Starting next year, New York City public defender organizations will get priority over homicide cases against low-income defendants, a shift from a system in which homicide work was mostly sent to veteran defense attorneys working on assigned counsel, or 18-B, panels.
Currently homicide cases are first sent to 18-B attorneys and defender organizations such as the Legal Aid Society were brought in when conflicts arise. After years of talks, that model is set to be reversed.
To prepare for the change, Legal Aid, the city’s largest provider of indigent legal services, has formed the Homicide Defense Task Force; Legal Aid and its counterparts throughout the city begin taking cases under the new model on Jan. 1.
The New York City government, which allocates about $290 million annually for indigent defense, expanded its contracts with public defender organizations to include homicide cases “because these organizations have strong institutional capacity,” said Patrick Gallahue, a spokesman for the Mayor’s Office of Criminal Justice.
“New Yorkers will continue to receive effective representation,” Gallahue said.

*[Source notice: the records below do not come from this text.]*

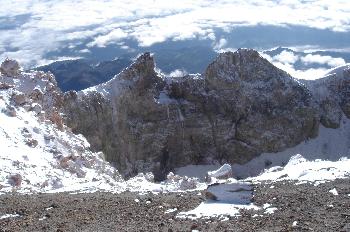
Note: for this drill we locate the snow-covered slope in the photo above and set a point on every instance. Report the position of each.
(38, 153)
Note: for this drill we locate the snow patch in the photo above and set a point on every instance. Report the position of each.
(9, 216)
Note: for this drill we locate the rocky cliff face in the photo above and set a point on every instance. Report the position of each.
(239, 108)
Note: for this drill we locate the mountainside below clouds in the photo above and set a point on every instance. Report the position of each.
(242, 106)
(39, 153)
(81, 74)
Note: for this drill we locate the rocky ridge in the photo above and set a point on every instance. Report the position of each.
(240, 107)
(39, 153)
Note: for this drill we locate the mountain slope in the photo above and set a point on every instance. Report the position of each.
(241, 107)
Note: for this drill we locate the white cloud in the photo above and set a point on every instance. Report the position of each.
(318, 59)
(53, 24)
(112, 37)
(220, 44)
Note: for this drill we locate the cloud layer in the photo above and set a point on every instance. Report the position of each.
(288, 61)
(38, 27)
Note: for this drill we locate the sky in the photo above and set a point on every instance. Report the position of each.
(36, 32)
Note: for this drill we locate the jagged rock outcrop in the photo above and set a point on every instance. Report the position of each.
(38, 151)
(239, 108)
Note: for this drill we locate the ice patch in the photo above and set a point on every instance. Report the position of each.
(334, 192)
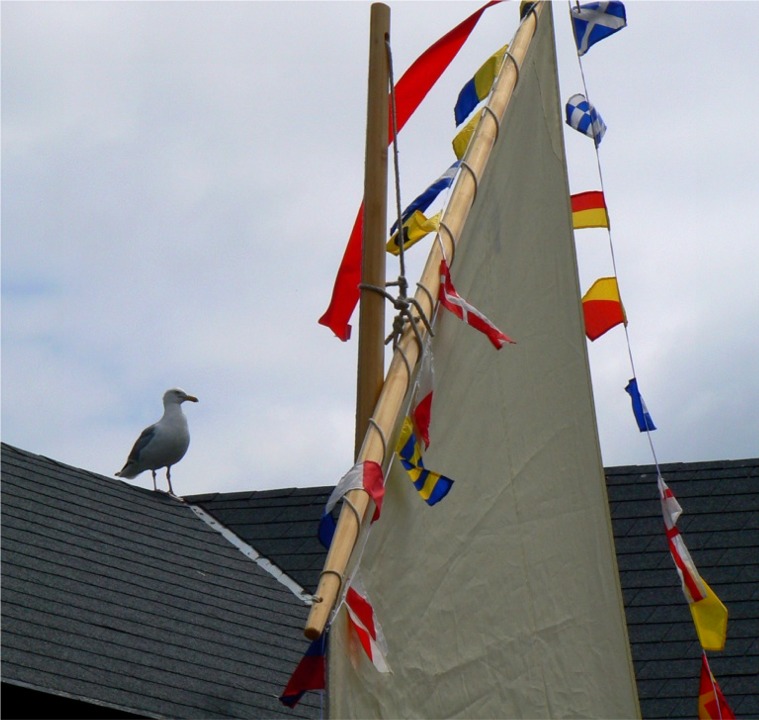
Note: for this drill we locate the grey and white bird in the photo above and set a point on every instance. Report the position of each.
(164, 443)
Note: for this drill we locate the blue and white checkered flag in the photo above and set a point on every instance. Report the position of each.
(582, 116)
(595, 21)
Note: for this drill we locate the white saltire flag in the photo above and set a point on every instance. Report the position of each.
(365, 626)
(452, 301)
(584, 118)
(595, 21)
(709, 614)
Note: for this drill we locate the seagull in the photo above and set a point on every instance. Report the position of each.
(164, 443)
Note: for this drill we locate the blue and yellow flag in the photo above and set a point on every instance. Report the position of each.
(415, 228)
(478, 88)
(432, 486)
(464, 136)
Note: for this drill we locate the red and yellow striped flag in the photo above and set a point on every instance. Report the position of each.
(711, 702)
(602, 307)
(589, 210)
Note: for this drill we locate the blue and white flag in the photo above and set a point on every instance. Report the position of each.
(640, 410)
(595, 21)
(428, 196)
(583, 117)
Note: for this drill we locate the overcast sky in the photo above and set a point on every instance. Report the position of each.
(179, 180)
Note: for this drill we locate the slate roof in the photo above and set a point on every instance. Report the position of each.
(122, 573)
(720, 525)
(280, 524)
(124, 598)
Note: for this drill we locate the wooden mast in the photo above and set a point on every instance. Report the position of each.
(398, 381)
(371, 348)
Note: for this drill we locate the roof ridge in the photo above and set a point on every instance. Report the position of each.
(252, 554)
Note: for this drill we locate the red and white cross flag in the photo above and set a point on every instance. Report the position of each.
(451, 300)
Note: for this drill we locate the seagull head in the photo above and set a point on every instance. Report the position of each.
(176, 396)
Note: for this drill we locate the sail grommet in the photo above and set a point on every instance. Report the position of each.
(450, 235)
(379, 430)
(427, 291)
(318, 598)
(491, 112)
(466, 165)
(514, 60)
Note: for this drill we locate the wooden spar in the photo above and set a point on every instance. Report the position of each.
(398, 381)
(371, 346)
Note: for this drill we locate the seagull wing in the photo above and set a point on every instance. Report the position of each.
(142, 442)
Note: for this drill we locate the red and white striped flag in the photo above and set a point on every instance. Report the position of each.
(708, 612)
(425, 385)
(363, 622)
(451, 300)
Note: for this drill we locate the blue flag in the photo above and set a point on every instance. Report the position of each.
(479, 87)
(639, 407)
(595, 21)
(428, 196)
(584, 118)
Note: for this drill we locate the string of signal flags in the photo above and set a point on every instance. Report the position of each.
(602, 310)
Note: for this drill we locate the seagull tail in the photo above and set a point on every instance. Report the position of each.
(128, 472)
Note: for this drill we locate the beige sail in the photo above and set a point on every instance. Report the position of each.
(503, 600)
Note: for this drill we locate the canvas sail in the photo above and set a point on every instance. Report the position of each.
(503, 600)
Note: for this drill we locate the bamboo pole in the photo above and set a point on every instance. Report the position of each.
(371, 347)
(397, 382)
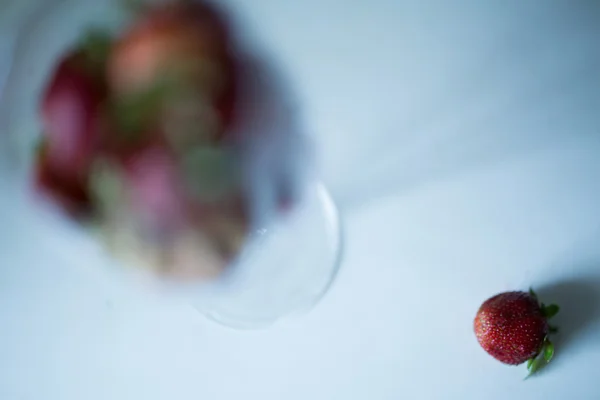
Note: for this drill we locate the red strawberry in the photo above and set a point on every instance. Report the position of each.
(513, 328)
(156, 193)
(171, 50)
(68, 190)
(72, 102)
(179, 37)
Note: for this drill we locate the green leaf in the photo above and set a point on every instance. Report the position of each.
(133, 112)
(532, 293)
(537, 364)
(550, 311)
(211, 173)
(106, 186)
(97, 44)
(548, 351)
(529, 362)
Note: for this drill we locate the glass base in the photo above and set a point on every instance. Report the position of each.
(285, 270)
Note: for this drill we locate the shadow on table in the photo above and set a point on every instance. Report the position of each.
(579, 301)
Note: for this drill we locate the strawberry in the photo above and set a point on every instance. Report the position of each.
(70, 114)
(72, 122)
(178, 52)
(68, 190)
(513, 328)
(177, 37)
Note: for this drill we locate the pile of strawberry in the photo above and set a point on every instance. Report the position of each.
(136, 140)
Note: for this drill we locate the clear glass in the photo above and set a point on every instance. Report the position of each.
(286, 266)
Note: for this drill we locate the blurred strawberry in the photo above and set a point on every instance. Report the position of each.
(186, 40)
(154, 188)
(72, 122)
(67, 190)
(71, 105)
(175, 53)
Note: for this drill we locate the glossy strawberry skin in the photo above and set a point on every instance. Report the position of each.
(71, 116)
(511, 327)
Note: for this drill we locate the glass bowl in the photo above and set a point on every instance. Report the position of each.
(287, 262)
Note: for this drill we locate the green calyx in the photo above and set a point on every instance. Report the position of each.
(542, 359)
(546, 353)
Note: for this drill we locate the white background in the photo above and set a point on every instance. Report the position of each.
(462, 142)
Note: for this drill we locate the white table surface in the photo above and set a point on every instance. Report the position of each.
(462, 143)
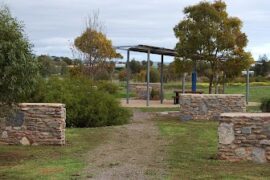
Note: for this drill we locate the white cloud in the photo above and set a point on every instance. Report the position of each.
(52, 24)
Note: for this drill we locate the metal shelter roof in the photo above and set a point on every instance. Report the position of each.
(152, 49)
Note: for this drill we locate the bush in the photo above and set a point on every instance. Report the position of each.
(86, 106)
(107, 86)
(265, 106)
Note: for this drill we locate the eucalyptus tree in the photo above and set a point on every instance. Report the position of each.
(18, 69)
(208, 33)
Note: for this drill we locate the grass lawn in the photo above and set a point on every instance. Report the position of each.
(258, 90)
(47, 162)
(156, 109)
(192, 153)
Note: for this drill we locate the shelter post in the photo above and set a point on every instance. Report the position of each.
(148, 77)
(128, 75)
(161, 80)
(247, 87)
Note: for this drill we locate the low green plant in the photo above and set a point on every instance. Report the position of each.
(265, 106)
(107, 86)
(86, 105)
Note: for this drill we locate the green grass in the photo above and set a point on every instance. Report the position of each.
(157, 109)
(47, 162)
(258, 90)
(192, 153)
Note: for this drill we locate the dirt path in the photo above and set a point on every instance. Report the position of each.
(134, 151)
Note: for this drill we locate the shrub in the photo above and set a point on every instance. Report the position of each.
(86, 106)
(265, 106)
(107, 86)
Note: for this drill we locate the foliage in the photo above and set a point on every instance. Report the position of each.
(86, 106)
(135, 66)
(262, 67)
(122, 75)
(18, 69)
(265, 106)
(182, 65)
(51, 65)
(95, 48)
(107, 87)
(208, 33)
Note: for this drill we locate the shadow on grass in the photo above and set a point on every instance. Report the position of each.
(192, 153)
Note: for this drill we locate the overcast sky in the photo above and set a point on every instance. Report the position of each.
(52, 25)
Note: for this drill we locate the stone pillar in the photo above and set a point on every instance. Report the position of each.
(244, 136)
(35, 124)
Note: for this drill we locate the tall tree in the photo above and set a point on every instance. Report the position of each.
(94, 47)
(208, 33)
(18, 69)
(262, 67)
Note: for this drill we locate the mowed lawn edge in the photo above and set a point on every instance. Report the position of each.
(51, 162)
(192, 153)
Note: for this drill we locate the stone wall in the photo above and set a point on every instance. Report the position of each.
(209, 106)
(132, 86)
(244, 136)
(35, 124)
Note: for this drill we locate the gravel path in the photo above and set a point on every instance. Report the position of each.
(133, 151)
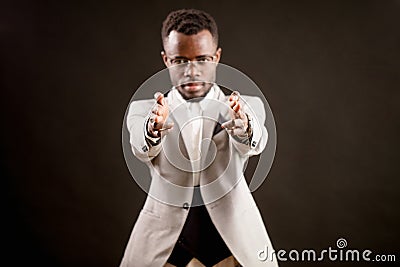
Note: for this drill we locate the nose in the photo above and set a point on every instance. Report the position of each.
(191, 70)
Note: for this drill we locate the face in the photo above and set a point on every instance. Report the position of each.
(195, 78)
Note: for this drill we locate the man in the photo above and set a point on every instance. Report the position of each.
(196, 142)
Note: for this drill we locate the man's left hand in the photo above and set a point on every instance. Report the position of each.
(239, 123)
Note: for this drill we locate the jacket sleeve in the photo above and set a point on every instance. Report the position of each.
(135, 121)
(254, 108)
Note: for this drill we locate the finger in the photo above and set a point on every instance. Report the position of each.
(237, 107)
(159, 97)
(234, 123)
(159, 110)
(166, 127)
(238, 131)
(234, 96)
(159, 119)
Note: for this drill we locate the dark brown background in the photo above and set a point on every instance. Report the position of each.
(329, 69)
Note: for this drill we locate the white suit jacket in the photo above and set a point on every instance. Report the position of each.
(223, 187)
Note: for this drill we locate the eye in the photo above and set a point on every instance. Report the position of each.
(178, 61)
(204, 59)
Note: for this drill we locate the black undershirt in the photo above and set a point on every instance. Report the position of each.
(199, 238)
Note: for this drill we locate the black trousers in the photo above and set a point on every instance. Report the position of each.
(199, 238)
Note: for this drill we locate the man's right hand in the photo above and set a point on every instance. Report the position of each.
(157, 123)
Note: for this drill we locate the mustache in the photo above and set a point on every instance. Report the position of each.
(193, 81)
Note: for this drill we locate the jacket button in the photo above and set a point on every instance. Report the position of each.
(253, 144)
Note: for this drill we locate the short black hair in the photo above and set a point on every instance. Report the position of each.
(189, 22)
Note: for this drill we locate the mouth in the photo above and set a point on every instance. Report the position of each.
(193, 86)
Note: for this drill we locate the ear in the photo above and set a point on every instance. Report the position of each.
(218, 54)
(165, 59)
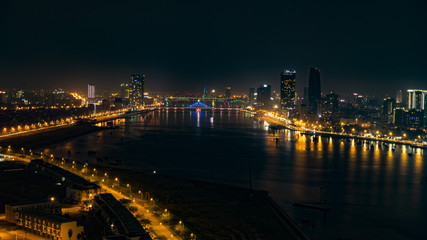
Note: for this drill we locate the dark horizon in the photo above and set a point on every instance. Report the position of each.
(375, 48)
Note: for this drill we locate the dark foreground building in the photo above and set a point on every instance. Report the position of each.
(314, 90)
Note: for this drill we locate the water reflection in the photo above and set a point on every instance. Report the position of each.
(374, 191)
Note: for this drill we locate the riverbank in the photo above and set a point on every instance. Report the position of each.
(41, 139)
(277, 125)
(213, 210)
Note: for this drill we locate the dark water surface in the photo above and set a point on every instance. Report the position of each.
(372, 193)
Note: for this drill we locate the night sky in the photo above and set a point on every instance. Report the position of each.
(365, 46)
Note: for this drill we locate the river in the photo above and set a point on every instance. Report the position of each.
(376, 193)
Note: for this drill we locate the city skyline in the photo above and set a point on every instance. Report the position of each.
(230, 43)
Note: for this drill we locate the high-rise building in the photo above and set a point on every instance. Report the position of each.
(314, 90)
(264, 96)
(251, 96)
(136, 90)
(91, 91)
(287, 89)
(399, 96)
(330, 106)
(124, 91)
(3, 97)
(228, 92)
(416, 99)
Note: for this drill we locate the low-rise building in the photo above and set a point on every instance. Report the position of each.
(78, 189)
(12, 210)
(121, 221)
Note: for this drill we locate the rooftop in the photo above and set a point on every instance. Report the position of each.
(47, 216)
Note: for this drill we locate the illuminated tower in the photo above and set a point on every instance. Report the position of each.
(136, 90)
(287, 89)
(90, 91)
(314, 90)
(264, 96)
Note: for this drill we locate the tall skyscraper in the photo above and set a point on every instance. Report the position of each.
(399, 96)
(90, 91)
(136, 90)
(314, 89)
(228, 92)
(417, 99)
(124, 90)
(251, 95)
(287, 89)
(264, 96)
(388, 109)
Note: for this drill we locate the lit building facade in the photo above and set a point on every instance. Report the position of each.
(124, 91)
(314, 90)
(228, 92)
(91, 91)
(136, 90)
(264, 96)
(287, 89)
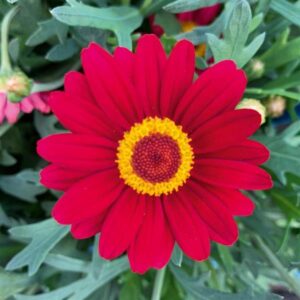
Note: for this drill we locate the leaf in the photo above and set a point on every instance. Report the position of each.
(285, 151)
(46, 125)
(288, 10)
(12, 283)
(256, 21)
(6, 159)
(232, 46)
(61, 52)
(284, 82)
(84, 287)
(287, 201)
(168, 22)
(46, 30)
(195, 287)
(49, 86)
(271, 92)
(189, 5)
(122, 20)
(177, 256)
(27, 183)
(44, 236)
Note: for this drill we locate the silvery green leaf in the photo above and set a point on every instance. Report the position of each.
(46, 30)
(12, 283)
(43, 238)
(24, 185)
(233, 45)
(66, 263)
(290, 11)
(195, 287)
(285, 149)
(82, 288)
(61, 52)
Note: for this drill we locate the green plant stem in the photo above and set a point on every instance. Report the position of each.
(145, 5)
(5, 60)
(275, 262)
(158, 284)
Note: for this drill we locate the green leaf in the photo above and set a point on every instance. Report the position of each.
(281, 54)
(288, 10)
(195, 287)
(61, 52)
(189, 5)
(287, 201)
(285, 151)
(122, 20)
(168, 22)
(46, 30)
(233, 45)
(24, 185)
(284, 82)
(44, 236)
(12, 283)
(46, 125)
(65, 263)
(84, 287)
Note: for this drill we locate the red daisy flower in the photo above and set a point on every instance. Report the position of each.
(153, 158)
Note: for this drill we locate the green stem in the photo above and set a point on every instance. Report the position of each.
(275, 262)
(145, 5)
(158, 284)
(5, 60)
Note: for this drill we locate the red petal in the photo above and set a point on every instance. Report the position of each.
(229, 129)
(121, 224)
(87, 198)
(78, 152)
(153, 245)
(110, 87)
(220, 223)
(54, 177)
(247, 151)
(88, 228)
(217, 90)
(149, 68)
(236, 202)
(178, 76)
(80, 115)
(189, 231)
(231, 174)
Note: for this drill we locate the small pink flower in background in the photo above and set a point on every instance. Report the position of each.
(189, 20)
(15, 97)
(200, 17)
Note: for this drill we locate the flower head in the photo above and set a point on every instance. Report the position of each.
(153, 157)
(255, 105)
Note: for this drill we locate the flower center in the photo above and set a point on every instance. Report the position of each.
(155, 157)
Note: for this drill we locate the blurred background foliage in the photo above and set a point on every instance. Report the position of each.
(41, 261)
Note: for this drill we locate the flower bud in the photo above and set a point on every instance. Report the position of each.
(16, 85)
(275, 106)
(255, 69)
(255, 105)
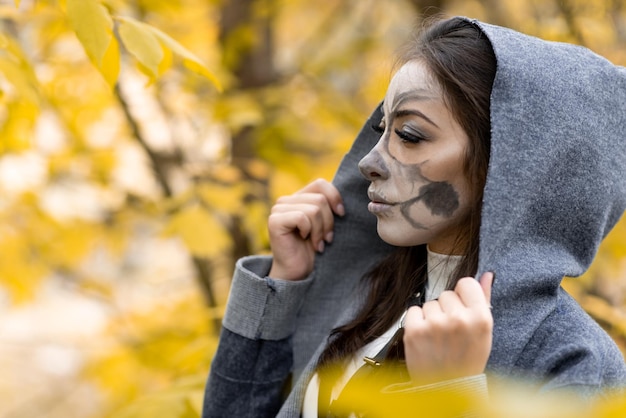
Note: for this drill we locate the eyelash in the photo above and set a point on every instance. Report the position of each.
(404, 136)
(407, 137)
(377, 128)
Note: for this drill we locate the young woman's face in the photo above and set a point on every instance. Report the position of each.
(418, 189)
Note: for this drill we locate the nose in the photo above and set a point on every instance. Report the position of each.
(373, 167)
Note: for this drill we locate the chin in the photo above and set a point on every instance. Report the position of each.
(400, 236)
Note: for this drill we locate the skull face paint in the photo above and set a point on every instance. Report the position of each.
(418, 189)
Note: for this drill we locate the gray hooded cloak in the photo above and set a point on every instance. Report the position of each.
(556, 185)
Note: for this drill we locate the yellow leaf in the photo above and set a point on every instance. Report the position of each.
(93, 26)
(111, 63)
(189, 59)
(141, 42)
(18, 75)
(225, 198)
(200, 232)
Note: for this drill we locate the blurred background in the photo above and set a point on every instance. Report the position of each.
(141, 146)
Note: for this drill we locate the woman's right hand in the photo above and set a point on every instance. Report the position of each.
(301, 224)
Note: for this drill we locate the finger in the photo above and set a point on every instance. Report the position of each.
(319, 214)
(432, 309)
(449, 301)
(414, 315)
(329, 191)
(288, 223)
(486, 283)
(471, 292)
(317, 199)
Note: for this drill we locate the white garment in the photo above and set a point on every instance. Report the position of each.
(440, 267)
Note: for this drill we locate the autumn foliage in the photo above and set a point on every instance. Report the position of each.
(142, 143)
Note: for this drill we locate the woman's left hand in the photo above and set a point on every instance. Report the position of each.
(450, 337)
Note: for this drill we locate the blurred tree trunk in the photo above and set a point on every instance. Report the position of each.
(428, 8)
(246, 38)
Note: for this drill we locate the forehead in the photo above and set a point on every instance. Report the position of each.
(412, 81)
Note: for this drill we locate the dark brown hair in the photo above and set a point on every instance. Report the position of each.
(462, 61)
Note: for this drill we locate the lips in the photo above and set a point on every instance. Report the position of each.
(378, 203)
(377, 198)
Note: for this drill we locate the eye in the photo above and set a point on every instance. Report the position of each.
(412, 138)
(378, 128)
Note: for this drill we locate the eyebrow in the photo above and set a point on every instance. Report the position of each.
(417, 95)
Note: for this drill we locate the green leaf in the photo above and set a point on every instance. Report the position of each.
(141, 42)
(190, 60)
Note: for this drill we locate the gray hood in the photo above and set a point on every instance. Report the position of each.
(556, 185)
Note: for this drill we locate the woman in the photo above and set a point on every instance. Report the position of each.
(492, 152)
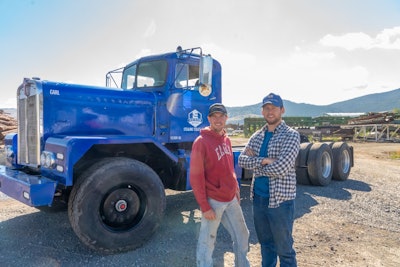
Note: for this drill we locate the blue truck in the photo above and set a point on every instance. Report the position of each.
(107, 154)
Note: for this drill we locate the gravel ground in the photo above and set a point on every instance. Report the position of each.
(350, 223)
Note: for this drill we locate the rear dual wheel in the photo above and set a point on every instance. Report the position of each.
(319, 163)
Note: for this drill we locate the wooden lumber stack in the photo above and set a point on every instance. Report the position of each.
(8, 124)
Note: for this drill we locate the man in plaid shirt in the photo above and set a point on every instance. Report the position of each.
(271, 153)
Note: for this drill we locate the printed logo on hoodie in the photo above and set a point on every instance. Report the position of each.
(222, 150)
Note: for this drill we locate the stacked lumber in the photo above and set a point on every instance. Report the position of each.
(8, 124)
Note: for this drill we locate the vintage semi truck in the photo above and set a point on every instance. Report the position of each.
(107, 154)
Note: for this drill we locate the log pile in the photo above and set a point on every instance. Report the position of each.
(8, 124)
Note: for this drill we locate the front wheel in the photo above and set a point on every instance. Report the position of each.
(116, 205)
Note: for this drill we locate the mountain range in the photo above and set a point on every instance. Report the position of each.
(378, 102)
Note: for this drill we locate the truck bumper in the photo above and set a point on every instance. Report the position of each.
(31, 190)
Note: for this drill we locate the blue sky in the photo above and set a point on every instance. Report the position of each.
(308, 51)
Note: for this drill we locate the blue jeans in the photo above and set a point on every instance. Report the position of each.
(231, 216)
(274, 232)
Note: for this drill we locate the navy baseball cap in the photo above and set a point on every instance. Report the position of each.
(273, 99)
(217, 107)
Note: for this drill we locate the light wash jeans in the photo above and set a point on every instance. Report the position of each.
(274, 228)
(231, 216)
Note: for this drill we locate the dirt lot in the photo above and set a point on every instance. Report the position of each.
(351, 223)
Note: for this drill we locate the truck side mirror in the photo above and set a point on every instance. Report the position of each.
(205, 75)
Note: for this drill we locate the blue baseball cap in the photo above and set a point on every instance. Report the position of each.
(217, 107)
(273, 99)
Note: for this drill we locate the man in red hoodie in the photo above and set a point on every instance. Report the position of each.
(216, 190)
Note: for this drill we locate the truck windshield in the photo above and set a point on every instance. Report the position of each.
(186, 75)
(145, 74)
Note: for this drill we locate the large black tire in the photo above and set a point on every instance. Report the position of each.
(116, 205)
(301, 164)
(319, 164)
(341, 161)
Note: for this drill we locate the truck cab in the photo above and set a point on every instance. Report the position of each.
(109, 152)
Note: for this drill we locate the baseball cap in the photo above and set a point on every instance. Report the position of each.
(273, 99)
(217, 107)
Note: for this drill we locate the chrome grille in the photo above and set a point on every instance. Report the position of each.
(30, 123)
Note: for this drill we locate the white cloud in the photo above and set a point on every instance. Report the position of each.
(151, 29)
(9, 103)
(387, 39)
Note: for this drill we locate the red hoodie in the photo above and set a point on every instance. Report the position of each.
(212, 173)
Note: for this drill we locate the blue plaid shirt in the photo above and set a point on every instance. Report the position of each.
(284, 146)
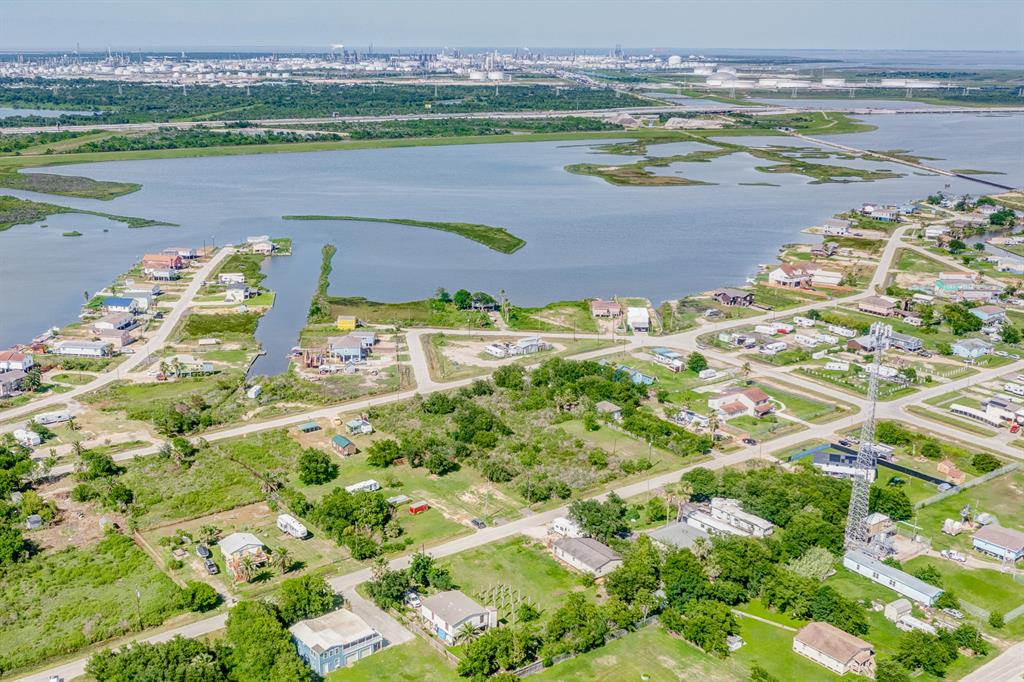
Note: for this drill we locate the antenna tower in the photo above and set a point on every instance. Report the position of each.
(856, 528)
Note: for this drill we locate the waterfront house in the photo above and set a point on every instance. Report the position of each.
(894, 579)
(82, 348)
(638, 318)
(451, 612)
(1003, 543)
(729, 296)
(836, 227)
(335, 640)
(163, 261)
(587, 555)
(343, 445)
(971, 348)
(600, 308)
(15, 359)
(838, 650)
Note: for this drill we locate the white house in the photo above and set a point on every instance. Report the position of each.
(901, 582)
(638, 318)
(588, 555)
(452, 611)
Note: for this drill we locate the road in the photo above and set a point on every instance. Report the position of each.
(155, 343)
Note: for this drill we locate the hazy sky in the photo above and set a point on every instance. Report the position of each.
(963, 25)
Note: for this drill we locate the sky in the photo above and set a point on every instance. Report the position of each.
(131, 25)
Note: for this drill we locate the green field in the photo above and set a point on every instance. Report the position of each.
(498, 239)
(61, 602)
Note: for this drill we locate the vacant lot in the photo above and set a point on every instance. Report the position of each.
(59, 603)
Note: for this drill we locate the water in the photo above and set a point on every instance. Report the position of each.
(585, 237)
(6, 113)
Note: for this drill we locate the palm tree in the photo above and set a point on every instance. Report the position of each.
(283, 560)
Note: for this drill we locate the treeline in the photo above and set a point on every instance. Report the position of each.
(461, 127)
(136, 102)
(172, 138)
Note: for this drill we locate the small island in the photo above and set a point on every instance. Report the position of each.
(497, 239)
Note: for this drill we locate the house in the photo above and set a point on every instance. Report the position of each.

Legal Aid, for example, can offer in-house resources such as mitigation specialists and units specializing in DNA and forensics, said Jamal Johnson, who will head up Legal Aid’s task force.
Alice Fontier, managing director of The Bronx Defenders, said her organization is bringing on at least three additional attorneys, a social worker, an investigator and a paralegal to handle the influx of new cases.
The Bronx sees an average of about 100 homicide cases annually. Fontier’s said that defense providers such as The Bronx Defenders can bring more resources to the table to represent indigent defendants facing murder charges than many 18-B attorneys, who are often solo attorneys.
“There are some excellent 18-B attorneys and there are some people who aren’t as committed to handling their clients as they should be,” Fontier said.
While priority on which attorneys represent defendants in murder cases is shifting, 18-B lawyers are not being removed from the picture entirely; they’ll still get called in on cases with three or more defendants.
Another scenario where murder cases get sent to assigned counsel may be presented because of the size of institutional providers such as Legal Aid, said Michael Alperstein, the administrator for the 18-B plan for the First Department, which includes Manhattan and the Bronx.
For example, a Legal Aid attorney representing a defendant in a homicide case may not learn until close to trial that a witness in the case was also previously represented by Legal Aid, and thus an 18-B attorney may come in to break up the conflict.
“I don’t think it’s going to eliminate the 18-B plan because we’re going to still get conflict cases,” Alperstein said. “There are a high percentage of homicides with defendants finding conflicts and requiring newly assigned lawyers.”
The change comes as crime rates across the city continue a downward tumble.
According to the New York City Police Department, the department investigated 290 total murders in 2017, and, as of the end of November, it investigated 266 this year.
Most homicide cases involve defendants of limited means, thus even defendants in high-profile cases, such as Pedro Hernandez, who was convicted of kidnapping and killing Etan Patz; and Yoselyn Ortega, a nanny convicted earlier this year of killing two children in her care in their Upper West Side apartment, were represented by 18-B attorneys.
18-B attorneys are paid $75 per hour to handle felonies, a rate that has not changed since 2004. Under the terms of their contracts with the city, indigent defense providers are allocated funds based on the volume of cases they handle.
Years ago, the city’s authority to shift cases from assigned counsel to institutional providers was the subject of a legal battle between the Bloomberg administration and city bar groups.
In 2012, the Court of Appeals issued a 4-3 ruling finding that the city is allowed to implement a combination model of providing indigent defense using both institutional providers and assigned counsel.
There are also differences between 18-B and institutional providers over representing low-income parents facing abuse and neglect proceedings.
At a recent hearing before a blue-ribbon panel formed to discuss parental representation in New York, representatives from Brooklyn Defender Services touted data showing that cases with representation from institutional providers tend to result in children getting sent to foster care less often and for shorter periods of time than when 18-B attorneys work the cases.